Distributionally Robust Learning with Stable Adversarial Training
This addresses robustness in machine learning for applications where data distributions may change, though it appears incremental as it builds on existing distributionally robust optimization methods.
The paper tackles the problem of machine learning models being vulnerable to distributional shifts by proposing Stable Adversarial Learning (SAL), which constructs a more practical uncertainty set based on stable correlations and achieves uniformly good performance across unknown shifts.

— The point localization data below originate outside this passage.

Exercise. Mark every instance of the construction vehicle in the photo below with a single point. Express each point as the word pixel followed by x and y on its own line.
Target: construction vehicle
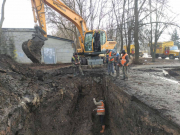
pixel 32 48
pixel 167 49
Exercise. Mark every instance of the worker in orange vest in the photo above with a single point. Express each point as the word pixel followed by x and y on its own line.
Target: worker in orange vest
pixel 101 112
pixel 110 62
pixel 124 63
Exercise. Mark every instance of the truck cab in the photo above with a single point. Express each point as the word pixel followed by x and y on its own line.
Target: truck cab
pixel 173 52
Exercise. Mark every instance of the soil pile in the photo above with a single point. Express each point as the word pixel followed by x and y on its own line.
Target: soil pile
pixel 44 102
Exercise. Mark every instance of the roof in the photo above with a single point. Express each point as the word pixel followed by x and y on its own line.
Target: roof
pixel 33 30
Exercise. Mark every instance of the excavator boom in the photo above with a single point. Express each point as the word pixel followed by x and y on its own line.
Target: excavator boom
pixel 32 48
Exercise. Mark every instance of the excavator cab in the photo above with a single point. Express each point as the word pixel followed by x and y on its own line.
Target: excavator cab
pixel 90 43
pixel 32 48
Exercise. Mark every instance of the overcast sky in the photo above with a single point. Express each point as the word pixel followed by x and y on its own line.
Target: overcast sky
pixel 18 14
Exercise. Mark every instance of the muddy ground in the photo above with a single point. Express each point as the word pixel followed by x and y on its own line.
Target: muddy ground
pixel 49 100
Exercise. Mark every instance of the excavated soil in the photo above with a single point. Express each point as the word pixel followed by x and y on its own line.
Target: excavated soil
pixel 49 100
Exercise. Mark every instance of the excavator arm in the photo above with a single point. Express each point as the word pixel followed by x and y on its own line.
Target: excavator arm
pixel 32 48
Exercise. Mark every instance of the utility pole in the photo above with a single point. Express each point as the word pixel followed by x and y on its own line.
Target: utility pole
pixel 2 14
pixel 136 31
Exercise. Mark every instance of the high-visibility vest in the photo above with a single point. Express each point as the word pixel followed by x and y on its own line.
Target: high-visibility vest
pixel 101 109
pixel 75 58
pixel 124 59
pixel 110 54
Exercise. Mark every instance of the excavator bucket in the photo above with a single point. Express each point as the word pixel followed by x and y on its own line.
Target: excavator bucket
pixel 32 49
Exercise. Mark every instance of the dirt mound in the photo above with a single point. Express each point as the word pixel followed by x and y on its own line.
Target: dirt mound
pixel 47 102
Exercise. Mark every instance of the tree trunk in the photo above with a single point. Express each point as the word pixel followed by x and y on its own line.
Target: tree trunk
pixel 136 32
pixel 2 14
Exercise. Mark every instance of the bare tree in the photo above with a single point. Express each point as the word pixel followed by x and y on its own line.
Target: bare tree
pixel 2 13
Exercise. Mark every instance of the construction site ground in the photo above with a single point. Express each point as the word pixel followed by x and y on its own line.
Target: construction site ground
pixel 48 99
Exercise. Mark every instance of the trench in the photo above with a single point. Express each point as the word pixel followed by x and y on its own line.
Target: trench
pixel 125 114
pixel 64 104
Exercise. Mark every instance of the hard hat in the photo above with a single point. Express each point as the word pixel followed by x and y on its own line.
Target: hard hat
pixel 123 51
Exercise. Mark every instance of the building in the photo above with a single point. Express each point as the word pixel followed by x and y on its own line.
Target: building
pixel 55 50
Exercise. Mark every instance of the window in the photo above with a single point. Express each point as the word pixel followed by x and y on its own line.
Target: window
pixel 174 48
pixel 88 41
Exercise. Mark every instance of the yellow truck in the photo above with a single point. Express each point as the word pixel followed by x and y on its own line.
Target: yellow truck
pixel 167 49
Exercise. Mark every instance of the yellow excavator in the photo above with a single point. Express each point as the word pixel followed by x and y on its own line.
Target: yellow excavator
pixel 32 47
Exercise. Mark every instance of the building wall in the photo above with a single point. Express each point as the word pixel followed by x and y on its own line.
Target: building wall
pixel 63 50
pixel 12 45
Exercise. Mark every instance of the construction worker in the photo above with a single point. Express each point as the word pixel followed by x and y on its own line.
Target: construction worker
pixel 124 63
pixel 110 62
pixel 76 63
pixel 101 112
pixel 96 40
pixel 107 56
pixel 116 60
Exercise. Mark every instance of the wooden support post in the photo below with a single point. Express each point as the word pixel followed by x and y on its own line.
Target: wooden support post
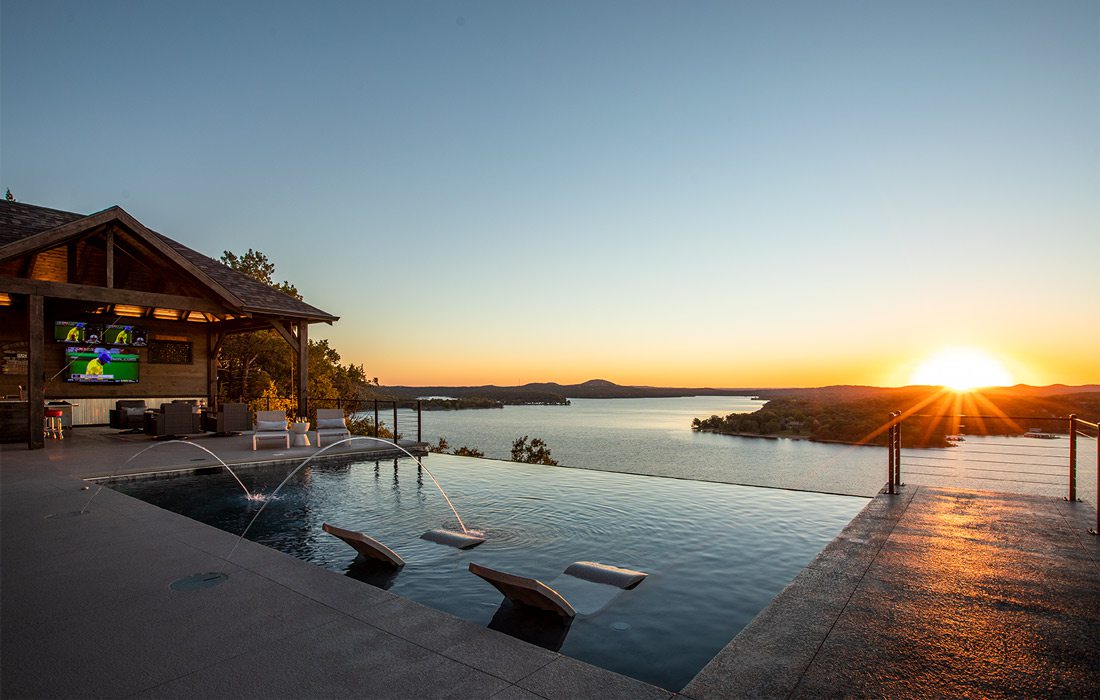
pixel 35 371
pixel 303 369
pixel 213 349
pixel 890 456
pixel 110 259
pixel 1073 457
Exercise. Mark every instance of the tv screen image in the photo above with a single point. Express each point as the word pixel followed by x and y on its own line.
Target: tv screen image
pixel 114 335
pixel 101 365
pixel 77 332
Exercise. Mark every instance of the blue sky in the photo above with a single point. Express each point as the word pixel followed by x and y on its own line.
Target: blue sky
pixel 664 193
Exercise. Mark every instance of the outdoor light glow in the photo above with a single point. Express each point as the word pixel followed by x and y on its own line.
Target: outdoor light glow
pixel 961 369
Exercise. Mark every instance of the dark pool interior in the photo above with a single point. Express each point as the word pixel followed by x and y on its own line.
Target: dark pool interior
pixel 716 554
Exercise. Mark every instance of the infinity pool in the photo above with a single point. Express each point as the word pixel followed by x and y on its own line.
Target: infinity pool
pixel 716 554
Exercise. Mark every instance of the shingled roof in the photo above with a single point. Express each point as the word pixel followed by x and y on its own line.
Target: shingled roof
pixel 21 225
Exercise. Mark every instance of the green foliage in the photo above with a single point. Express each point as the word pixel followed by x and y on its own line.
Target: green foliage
pixel 534 452
pixel 255 367
pixel 442 446
pixel 360 424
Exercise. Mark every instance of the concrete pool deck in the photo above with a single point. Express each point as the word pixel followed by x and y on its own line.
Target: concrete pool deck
pixel 931 592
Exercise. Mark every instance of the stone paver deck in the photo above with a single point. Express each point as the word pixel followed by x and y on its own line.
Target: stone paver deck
pixel 932 592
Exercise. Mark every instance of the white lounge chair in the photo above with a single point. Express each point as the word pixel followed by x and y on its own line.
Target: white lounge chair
pixel 330 424
pixel 271 424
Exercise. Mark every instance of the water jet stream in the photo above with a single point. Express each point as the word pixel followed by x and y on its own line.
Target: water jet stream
pixel 248 493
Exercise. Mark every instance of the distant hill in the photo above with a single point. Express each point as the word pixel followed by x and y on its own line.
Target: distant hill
pixel 552 392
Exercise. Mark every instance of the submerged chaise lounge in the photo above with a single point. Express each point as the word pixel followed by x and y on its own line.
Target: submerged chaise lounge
pixel 367 547
pixel 536 593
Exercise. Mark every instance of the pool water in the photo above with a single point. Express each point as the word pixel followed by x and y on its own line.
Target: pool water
pixel 716 554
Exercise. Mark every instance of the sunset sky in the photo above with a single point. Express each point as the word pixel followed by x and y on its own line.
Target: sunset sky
pixel 723 194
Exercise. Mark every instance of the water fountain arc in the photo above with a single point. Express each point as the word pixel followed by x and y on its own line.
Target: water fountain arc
pixel 248 493
pixel 462 540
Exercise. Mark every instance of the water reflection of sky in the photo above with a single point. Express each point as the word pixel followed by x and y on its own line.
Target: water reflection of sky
pixel 716 554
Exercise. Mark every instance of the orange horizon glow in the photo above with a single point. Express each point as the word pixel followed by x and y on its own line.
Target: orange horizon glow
pixel 631 360
pixel 961 370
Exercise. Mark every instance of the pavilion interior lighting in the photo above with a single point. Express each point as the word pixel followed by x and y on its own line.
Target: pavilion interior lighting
pixel 125 309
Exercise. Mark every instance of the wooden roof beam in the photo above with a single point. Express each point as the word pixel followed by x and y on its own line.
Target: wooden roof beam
pixel 86 293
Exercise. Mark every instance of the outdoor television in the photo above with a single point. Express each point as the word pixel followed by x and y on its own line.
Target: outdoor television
pixel 123 336
pixel 101 365
pixel 78 332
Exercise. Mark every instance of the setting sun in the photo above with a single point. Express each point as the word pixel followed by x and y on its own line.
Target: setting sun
pixel 961 369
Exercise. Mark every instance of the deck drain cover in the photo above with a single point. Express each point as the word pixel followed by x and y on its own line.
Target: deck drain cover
pixel 197 581
pixel 67 514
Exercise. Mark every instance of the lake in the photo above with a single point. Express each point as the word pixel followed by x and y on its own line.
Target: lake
pixel 653 436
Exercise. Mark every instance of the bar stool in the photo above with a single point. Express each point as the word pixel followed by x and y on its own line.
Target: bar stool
pixel 52 424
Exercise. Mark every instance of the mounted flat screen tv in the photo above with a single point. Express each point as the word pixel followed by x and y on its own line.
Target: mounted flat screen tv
pixel 114 335
pixel 101 365
pixel 78 332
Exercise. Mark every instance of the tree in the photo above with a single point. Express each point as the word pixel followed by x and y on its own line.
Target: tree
pixel 534 452
pixel 469 451
pixel 259 367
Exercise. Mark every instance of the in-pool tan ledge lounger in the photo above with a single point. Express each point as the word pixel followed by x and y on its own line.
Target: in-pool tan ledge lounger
pixel 526 591
pixel 365 546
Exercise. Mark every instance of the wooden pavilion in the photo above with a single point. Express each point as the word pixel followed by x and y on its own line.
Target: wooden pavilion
pixel 107 271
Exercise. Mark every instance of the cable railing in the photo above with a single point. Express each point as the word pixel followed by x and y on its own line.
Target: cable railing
pixel 1052 460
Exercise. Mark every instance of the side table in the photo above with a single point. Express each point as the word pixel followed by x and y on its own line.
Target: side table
pixel 299 434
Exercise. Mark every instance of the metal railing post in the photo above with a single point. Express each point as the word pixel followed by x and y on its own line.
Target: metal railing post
pixel 890 457
pixel 1073 457
pixel 897 448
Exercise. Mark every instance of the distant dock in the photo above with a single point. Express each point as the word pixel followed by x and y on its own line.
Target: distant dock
pixel 932 592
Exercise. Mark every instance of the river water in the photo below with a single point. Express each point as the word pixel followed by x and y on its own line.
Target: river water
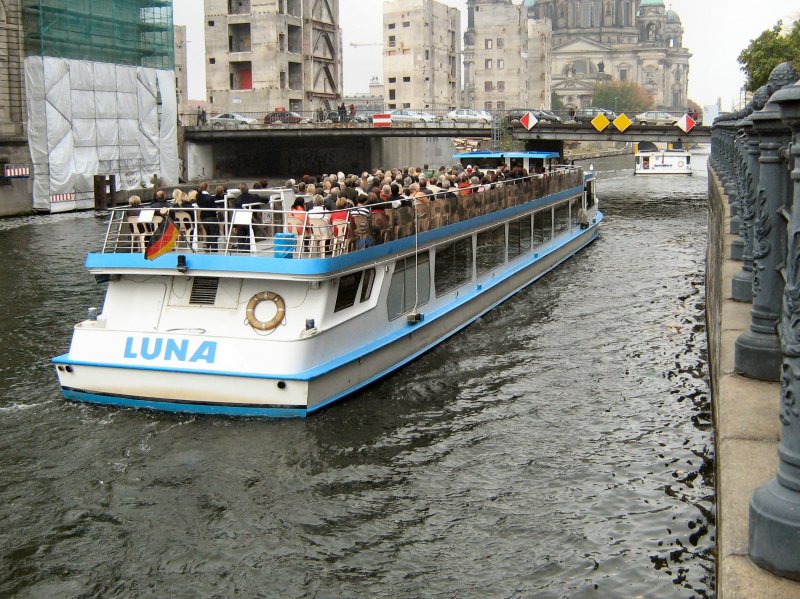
pixel 559 447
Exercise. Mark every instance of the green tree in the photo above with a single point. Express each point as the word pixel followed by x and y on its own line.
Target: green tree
pixel 621 96
pixel 767 51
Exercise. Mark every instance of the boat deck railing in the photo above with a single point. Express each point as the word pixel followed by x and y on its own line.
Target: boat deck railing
pixel 257 230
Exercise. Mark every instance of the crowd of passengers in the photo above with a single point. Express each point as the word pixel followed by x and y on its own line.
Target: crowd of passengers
pixel 339 198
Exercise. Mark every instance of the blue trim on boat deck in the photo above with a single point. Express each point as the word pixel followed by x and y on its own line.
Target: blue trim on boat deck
pixel 314 266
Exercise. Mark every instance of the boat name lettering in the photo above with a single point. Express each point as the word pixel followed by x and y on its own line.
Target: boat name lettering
pixel 150 348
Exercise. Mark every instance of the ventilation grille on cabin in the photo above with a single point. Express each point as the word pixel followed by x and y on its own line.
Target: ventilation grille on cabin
pixel 204 291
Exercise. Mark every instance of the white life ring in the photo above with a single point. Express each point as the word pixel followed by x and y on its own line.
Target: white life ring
pixel 269 325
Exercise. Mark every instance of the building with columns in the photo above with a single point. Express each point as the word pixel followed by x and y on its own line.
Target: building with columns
pixel 421 48
pixel 268 54
pixel 597 41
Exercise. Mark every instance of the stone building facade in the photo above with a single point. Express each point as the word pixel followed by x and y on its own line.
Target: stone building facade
pixel 268 54
pixel 422 44
pixel 506 57
pixel 597 41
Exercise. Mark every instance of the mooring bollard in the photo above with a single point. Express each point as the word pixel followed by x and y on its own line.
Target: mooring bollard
pixel 758 352
pixel 774 536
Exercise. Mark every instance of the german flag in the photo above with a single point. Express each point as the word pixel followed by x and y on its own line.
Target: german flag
pixel 162 241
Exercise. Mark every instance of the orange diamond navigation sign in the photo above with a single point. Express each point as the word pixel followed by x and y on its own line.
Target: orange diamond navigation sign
pixel 528 120
pixel 600 122
pixel 686 123
pixel 622 122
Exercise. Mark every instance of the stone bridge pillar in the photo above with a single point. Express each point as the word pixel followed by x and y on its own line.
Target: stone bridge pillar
pixel 774 537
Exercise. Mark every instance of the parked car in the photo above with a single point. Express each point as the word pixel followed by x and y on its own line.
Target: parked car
pixel 655 117
pixel 587 113
pixel 467 115
pixel 284 116
pixel 406 115
pixel 231 118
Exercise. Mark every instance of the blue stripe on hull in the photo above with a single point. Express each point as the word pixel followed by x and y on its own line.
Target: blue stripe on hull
pixel 284 412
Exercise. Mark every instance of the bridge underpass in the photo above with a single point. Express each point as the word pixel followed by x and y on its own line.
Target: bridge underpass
pixel 291 150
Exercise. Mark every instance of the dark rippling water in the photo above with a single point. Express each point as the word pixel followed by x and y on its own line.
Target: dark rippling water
pixel 559 447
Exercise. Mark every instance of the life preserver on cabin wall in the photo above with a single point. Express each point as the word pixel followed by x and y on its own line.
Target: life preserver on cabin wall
pixel 269 325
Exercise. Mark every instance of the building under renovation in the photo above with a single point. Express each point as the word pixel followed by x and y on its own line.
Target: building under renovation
pixel 91 87
pixel 263 55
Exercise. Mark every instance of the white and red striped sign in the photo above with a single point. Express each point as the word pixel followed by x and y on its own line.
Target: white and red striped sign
pixel 382 120
pixel 16 170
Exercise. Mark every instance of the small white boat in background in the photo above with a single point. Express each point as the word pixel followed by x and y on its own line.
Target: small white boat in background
pixel 281 318
pixel 651 160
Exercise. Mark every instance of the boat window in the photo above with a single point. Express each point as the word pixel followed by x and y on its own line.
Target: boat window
pixel 561 218
pixel 542 226
pixel 409 287
pixel 453 265
pixel 366 286
pixel 574 206
pixel 519 237
pixel 348 287
pixel 491 250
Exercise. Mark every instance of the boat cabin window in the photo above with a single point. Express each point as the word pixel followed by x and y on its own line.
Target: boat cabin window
pixel 561 218
pixel 453 265
pixel 410 286
pixel 519 237
pixel 348 288
pixel 366 286
pixel 491 251
pixel 542 226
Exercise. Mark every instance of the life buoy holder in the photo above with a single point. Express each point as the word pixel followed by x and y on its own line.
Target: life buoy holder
pixel 262 325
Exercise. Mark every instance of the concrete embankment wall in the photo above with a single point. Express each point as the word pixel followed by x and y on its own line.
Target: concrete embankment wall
pixel 746 422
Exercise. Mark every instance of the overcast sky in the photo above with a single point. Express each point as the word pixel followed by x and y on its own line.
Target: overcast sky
pixel 715 32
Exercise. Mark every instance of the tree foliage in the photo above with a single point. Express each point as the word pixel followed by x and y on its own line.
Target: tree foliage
pixel 621 96
pixel 767 51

Machine learning algorithms with empirical risk minimization are vulnerable under distributional shifts due to the greedy adoption of all the correlations found in training data. There is an emerging literature on tackling this problem by minimizing the worst-case risk over an uncertainty set. However, existing methods mostly construct ambiguity sets by treating all variables equally regardless of the stability of their correlations with the target, resulting in the overwhelmingly-large uncertainty set and low confidence of the learner. In this paper, we propose a novel Stable Adversarial Learning (SAL) algorithm that leverages heterogeneous data sources to construct a more practical uncertainty set and conduct differentiated robustness optimization, where covariates are differentiated according to the stability of their correlations with the target. We theoretically show that our method is tractable for stochastic gradient-based optimization and provide the performance guarantees for our method. Empirical studies on both simulation and real datasets validate the effectiveness of our method in terms of uniformly good performance across unknown distributional shifts.